Le président de la Société d’histoire de Magog, Pierre Bastien, ainsi que son directeur, Martin Dubé, souhaitent que cet organisme puisse offrir un service de qualité à la population qu’elle dessert.
Le président de la Société d’histoire de Magog, Pierre Bastien, ainsi que son directeur, Martin Dubé, souhaitent que cet organisme puisse offrir un service de qualité à la population qu’elle dessert.

Un budget à l’encre rouge pour la Société d'histoire de Magog

La Société d’histoire de Magog (SHM) veut offrir un service complet et de qualité à la communauté qu’elle dessert. Mais ses dirigeants constatent que le financement pose problème. Ils souhaitent donc attirer l’attention de la population sur la situation financière de la SHM.

Selon les évaluations réalisées, la SHM aurait besoin de 65 000 $ par année pour « fonctionner correctement », tel que le dit son président, l’ancien maire d’Orford Pierre Bastien. Mais un budget annuel de 80 000 $ ou même de 100 000 $ correspondrait davantage aux véritables besoins de l’organisme.

Or, les revenus annuels de l’organisme se situent davantage autour de 50 000 $. « On a fait 65 000 $ de dépenses cette année. Ça signifie qu’on a dépensé 15 000 $ de trop. On va devoir faire des choix, si on n’est pas en mesure de hausser notre budget », affirme M. Bastien.

La Ville de Magog est un des principaux alliés de la SHM. La municipalité verse en effet quelque 30 000 $ à cet organisme, sans compter qu’elle lui fournit des locaux et lui offre gratuitement l’électricité qu’il consomme.

« On ne demande rien à la Ville de Magog, assure Pierre Bastien. On la laisse exercer son bon jugement. En fait, on s’adresse à toute communauté ou plutôt à tous ceux qui sont préoccupés par l’avenir de la société d’histoire. Ce qu’on dit aux gens, c’est que s’ils croient que ça vaut la peine de s’occuper de l’histoire on a besoin de plus d’argent. »

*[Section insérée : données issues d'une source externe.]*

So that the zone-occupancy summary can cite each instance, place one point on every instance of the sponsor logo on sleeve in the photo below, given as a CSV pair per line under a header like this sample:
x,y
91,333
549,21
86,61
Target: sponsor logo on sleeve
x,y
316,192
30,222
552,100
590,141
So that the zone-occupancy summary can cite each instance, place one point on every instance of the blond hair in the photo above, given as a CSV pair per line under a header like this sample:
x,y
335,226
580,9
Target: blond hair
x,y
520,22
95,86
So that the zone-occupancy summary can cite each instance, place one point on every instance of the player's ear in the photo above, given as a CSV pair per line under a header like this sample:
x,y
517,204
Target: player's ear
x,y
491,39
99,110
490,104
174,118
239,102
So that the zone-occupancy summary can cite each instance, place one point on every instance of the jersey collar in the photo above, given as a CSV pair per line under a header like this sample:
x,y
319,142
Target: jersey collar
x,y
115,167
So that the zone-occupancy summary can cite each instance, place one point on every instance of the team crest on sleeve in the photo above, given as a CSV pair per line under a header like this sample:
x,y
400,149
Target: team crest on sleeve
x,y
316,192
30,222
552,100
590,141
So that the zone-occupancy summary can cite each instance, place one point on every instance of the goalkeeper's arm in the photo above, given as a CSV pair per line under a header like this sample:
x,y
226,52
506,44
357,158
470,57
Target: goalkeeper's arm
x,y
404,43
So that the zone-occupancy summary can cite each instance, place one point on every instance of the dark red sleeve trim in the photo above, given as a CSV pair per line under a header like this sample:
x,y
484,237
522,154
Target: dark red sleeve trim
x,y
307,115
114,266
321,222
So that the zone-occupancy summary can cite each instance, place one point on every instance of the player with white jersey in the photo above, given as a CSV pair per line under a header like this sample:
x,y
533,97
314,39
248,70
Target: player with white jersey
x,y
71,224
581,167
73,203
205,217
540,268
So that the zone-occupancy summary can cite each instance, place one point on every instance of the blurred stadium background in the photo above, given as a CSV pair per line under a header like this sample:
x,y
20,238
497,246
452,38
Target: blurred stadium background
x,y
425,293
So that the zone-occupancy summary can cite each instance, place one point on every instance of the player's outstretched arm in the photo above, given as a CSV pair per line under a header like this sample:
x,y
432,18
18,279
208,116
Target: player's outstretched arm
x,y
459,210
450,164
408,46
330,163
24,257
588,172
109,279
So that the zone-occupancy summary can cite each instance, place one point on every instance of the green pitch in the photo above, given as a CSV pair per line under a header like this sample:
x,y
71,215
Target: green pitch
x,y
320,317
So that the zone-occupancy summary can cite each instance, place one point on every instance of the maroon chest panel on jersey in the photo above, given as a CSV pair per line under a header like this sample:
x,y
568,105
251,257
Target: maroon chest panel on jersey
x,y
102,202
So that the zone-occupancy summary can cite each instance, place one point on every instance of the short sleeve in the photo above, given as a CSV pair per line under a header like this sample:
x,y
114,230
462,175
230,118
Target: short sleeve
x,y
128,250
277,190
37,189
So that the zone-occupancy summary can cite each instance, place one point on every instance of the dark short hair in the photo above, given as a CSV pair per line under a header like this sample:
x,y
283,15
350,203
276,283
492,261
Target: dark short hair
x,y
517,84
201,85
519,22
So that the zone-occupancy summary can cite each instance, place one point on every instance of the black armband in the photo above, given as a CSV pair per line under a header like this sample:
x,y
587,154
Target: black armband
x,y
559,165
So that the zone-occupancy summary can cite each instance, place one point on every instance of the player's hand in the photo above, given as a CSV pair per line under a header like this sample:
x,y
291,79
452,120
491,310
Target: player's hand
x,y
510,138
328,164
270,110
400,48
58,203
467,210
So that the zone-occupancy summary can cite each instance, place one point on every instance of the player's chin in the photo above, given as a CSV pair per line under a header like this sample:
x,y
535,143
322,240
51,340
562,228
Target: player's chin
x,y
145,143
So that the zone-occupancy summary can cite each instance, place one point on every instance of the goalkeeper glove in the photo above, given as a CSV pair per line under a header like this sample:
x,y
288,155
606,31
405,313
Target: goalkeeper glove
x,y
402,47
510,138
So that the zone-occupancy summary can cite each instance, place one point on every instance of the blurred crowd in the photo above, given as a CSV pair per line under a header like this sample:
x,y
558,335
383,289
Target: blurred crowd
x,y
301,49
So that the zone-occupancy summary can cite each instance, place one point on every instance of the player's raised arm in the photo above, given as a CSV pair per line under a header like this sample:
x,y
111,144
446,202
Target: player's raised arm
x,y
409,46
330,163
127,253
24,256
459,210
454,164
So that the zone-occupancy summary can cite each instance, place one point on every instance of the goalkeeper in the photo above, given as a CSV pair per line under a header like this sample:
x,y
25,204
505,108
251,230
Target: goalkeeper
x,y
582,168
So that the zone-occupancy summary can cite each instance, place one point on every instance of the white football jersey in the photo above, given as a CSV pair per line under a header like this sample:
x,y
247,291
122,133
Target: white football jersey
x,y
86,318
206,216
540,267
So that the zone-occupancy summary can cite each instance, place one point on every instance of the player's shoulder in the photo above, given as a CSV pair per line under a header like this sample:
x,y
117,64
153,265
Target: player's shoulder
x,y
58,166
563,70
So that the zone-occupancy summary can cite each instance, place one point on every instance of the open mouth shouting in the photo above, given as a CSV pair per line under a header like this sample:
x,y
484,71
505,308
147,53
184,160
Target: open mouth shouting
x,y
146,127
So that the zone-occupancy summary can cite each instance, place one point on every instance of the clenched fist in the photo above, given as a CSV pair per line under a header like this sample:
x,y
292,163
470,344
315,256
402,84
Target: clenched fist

Tous les ans, la SHM reçoit des documents écrits, des photos et autres objets ayant appartenu à des organisations et des habitants de la région de Magog. Elle les classe, les conserve et les met à la disposition du public.

La SHM pourrait fonctionner avec un budget inférieur à 65 000 $ par année, selon son directeur et archiviste, Martin Dubé. Mais ses activités reposeraient alors principalement sur les épaules de simples « amateurs d’histoire passionnés » et elle ne serait plus en mesure de classer les documents reçus avec une grande efficacité ni de les conserver en utilisant les meilleures méthodes.

Bien sûr, la préservation du patrimoine écrit et photographique d’un milieu peut paraître une tâche superflue à certains. Martin Dubé estime cependant qu’il est normal de consacrer des ressources à une telle mission. Il souligne d’ailleurs que la région de Magog a un passé riche et que, dans ce contexte, il est d’autant plus pertinent de travailler à la préservation des documents et photos racontant son histoire.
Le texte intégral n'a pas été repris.